We investigate a time-dependent abstract Cauchy problem formulated as follows:
\begin{equation}
\begin{aligned}
x'(s) = A(s+t)x(s), \quad t, s \geq 0, \quad x(0) = Cx_0
\end{aligned}
\end{equation}
In this formulation, the function $x(s)$ represents an unknown function defined on the interval $[0,T]$ with values in a Banach space $X$. The operator $C$ is a bounded injective linear operator on $X$, while $A(s)$ denotes a closed linear operator in $X$ with constant domain $\mathcal{D}(A(t))=\mathcal{D}$ for all $t \geq 0$.
The solution to Equation (1) can be formally expressed as $x(t) = U(t,s)x_0$, where $\left\lbrace U(t,s)\right\rbrace_{t,s\geq 0}$ constitutes a two-parameter family of bounded linear operators on $X$, known as a $C$-quasi-semigroup or regularized quasi-semigroup. This concept, introduced by M. Janfada, generalizes classical $C_0$-semigroups to accommodate broader classes of evolution equations.
Our approach extends established spectral techniques from C₀-quasi-semigroups to the general framework of C-quasi-semigroups. The analysis investigates spectral properties of these operator families and their infinitesimal generators, which govern solution behavior.
We establish important spectral inclusion relationships between various spectra of C-quasi-semigroups and their infinitesimal generators.

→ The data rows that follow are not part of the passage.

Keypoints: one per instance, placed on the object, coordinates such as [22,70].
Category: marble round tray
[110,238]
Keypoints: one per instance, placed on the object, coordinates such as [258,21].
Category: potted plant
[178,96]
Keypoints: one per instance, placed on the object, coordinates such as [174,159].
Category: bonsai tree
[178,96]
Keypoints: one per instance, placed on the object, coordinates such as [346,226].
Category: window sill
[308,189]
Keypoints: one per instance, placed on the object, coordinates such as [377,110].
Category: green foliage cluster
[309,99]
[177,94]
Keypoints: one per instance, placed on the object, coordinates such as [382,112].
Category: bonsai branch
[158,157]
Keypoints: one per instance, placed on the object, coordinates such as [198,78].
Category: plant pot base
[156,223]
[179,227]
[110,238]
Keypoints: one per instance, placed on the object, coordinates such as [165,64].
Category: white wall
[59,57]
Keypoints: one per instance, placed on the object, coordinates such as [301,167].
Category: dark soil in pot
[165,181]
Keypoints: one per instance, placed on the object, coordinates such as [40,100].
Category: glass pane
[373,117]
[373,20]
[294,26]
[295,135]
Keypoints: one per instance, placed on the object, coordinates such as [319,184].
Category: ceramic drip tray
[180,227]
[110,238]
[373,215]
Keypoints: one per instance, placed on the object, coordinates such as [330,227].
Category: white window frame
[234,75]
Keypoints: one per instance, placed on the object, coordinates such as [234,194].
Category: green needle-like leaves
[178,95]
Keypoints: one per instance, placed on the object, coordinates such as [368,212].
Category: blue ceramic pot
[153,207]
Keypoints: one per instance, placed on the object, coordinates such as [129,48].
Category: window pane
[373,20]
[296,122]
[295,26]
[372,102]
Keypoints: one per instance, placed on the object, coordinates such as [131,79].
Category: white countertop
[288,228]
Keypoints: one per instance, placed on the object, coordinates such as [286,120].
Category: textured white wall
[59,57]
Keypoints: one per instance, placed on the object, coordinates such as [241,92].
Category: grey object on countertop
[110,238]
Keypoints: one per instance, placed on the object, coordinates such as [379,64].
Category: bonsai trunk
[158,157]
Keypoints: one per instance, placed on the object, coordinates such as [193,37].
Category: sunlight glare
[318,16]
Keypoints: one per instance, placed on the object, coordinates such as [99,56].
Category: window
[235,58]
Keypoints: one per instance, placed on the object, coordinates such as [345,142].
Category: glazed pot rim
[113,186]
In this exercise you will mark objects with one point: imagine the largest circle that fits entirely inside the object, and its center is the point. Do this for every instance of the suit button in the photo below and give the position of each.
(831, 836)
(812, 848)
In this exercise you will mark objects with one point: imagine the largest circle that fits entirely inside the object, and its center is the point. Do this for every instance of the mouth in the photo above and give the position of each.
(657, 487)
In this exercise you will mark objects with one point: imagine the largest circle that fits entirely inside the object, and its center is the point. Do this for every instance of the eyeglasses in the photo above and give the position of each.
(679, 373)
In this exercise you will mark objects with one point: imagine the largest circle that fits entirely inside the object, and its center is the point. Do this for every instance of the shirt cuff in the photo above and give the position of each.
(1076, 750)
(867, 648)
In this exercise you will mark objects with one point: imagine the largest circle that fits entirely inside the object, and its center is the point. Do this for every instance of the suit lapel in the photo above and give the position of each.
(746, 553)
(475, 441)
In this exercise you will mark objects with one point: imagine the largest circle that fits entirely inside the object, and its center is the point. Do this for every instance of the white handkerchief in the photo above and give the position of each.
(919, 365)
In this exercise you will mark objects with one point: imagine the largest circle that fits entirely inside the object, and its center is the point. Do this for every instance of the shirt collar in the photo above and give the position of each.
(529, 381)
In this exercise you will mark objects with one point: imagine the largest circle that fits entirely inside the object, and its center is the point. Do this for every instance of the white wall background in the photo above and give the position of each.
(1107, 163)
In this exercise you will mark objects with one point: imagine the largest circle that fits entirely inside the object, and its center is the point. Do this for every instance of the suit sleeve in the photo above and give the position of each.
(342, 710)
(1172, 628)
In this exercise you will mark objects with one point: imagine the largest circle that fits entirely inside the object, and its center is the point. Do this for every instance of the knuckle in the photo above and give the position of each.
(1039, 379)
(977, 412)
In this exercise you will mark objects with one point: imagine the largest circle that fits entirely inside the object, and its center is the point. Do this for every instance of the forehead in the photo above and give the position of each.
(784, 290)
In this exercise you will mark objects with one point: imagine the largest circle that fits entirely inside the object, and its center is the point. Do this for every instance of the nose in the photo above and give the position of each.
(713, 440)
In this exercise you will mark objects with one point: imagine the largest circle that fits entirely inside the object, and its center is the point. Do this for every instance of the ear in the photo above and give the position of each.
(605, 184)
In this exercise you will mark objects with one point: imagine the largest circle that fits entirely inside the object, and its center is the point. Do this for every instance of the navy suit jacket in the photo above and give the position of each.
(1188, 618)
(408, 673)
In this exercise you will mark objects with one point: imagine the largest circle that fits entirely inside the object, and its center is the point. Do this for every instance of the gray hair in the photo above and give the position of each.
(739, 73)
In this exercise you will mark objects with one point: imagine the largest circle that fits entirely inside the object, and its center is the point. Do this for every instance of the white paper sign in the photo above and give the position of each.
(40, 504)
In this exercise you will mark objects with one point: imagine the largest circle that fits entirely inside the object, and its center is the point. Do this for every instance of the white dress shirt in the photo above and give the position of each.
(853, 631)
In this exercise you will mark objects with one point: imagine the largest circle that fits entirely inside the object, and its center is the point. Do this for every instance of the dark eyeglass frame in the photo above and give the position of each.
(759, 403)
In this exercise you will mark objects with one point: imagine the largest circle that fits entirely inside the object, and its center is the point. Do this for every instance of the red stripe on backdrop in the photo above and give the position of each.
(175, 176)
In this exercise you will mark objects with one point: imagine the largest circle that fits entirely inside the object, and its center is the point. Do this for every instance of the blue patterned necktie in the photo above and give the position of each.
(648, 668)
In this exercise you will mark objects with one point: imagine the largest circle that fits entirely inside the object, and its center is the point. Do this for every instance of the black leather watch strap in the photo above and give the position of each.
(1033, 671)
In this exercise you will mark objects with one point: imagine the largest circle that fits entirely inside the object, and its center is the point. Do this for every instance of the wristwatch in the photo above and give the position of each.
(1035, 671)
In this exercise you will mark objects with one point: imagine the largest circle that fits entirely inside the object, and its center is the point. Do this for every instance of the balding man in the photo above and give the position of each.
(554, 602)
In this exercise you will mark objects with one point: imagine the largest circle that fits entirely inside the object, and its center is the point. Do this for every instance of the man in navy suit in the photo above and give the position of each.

Specifically, we demonstrate spectral inclusions for Saphar, essentially Saphar, quasi-Fredholm, Kato, and essentially Kato spectra, providing comprehensive spectral characterization of these operators.
This work significantly extends the spectral theory of C₀-quasi-semigroups to regularized C-quasi-semigroups. The established spectral inclusion relations offer essential theoretical tools for analyzing regularized operators and their asymptotic properties, opening new perspectives for studying time-dependent differential equations in Banach spaces with regularization techniques.